I'm trying to find $S_n$ of an infinite series, and I'm having trouble. Here is the equation:
$$\sum_{n=1}^\infty \frac{10}{10n+1}$$
This gives me these terms:
$$S_n = \frac{10}{11}+\frac{10}{21}+\frac{10}{31}+\frac{10}{41}+ … + \frac{10}{10n+1}$$
After I calculate the terms of $S_n$, I get:
$$S_n = \frac{10}{11},\frac{20}{32},\frac{30}{63},\frac{40}{104}, … $$
Obviously the top is 10n, but I'm having trouble with the bottom. I recognize a pattern in the differences of the terms, mainly that each is separated by the previous difference + 10:
$$S_2-S_1=21$$
$$S_3-S_2=31$$
$$S_4-S_3=41$$
But I have no idea how to translate that into a formula. Note that I am aware that the series diverges, but I would still like to create a formula with which I can take the limit of infinity to verify that it diverges. Any suggestions?

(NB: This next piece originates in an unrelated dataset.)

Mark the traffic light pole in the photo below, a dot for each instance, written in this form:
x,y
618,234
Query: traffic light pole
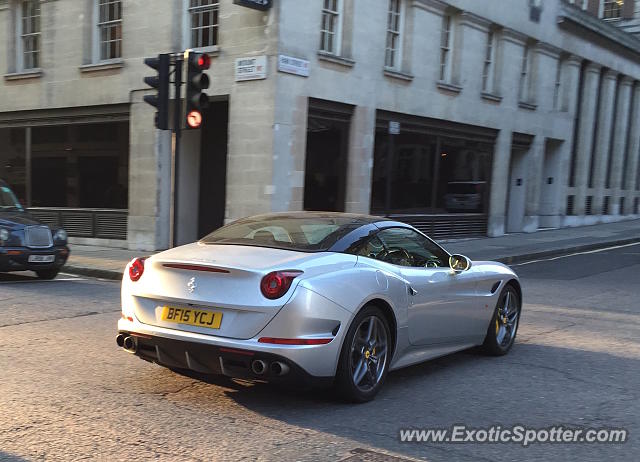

EDIT: Apparently I'm asking the wrong question. What I'm essentially trying to figure out is how to determine whether the series converges or diverges based on the information available. I can use intuition to come to the conclusion it's divergent, but how do I do it mathematically?
Best Answer
The $S=\sum_{k=1}^\infty \frac{10}{10k+1}$ series is divergent. The parial sums have closed-form. Let denote
$$S_n = \sum_{k=1}^n \frac{10}{10k+1}.$$
Then in terms of digamma function
$$S_n = \psi\left(n+\frac{11}{10}\right) - \psi\left(\frac{1}{10}\right) - 10.$$
Here $\psi\left(\frac{1}{10}\right)$ has an elementary closed-form, but I don't know about an alternate form of the other $\psi$ term. The first few elements in the sequence are
$$0, \frac{10}{11},\frac{320}{231},\frac{12230}{7161},\frac{573040}{293601},\frac{3573450}{1663739},\frac{234617840}{101488079},\frac{17672747430}{7205653609},\dots$$
In general if the following sum exists, then:
$$\sum_{k=1}^n \frac{a}{bk+c} = \frac ab \left( \psi\left(\frac cb + n+1\right) - \psi\left(\frac cb + 1\right) \right).$$
To answer the modified question we could use direct comparison test. As @idm mentioned, since
$$\frac{10}{10n+1}\geq\frac{1}{2n} \geq 0,$$
and because $\sum \frac{1}{2n}$ diverges it follows that $\sum \frac{10}{10n+1}$ also diverges.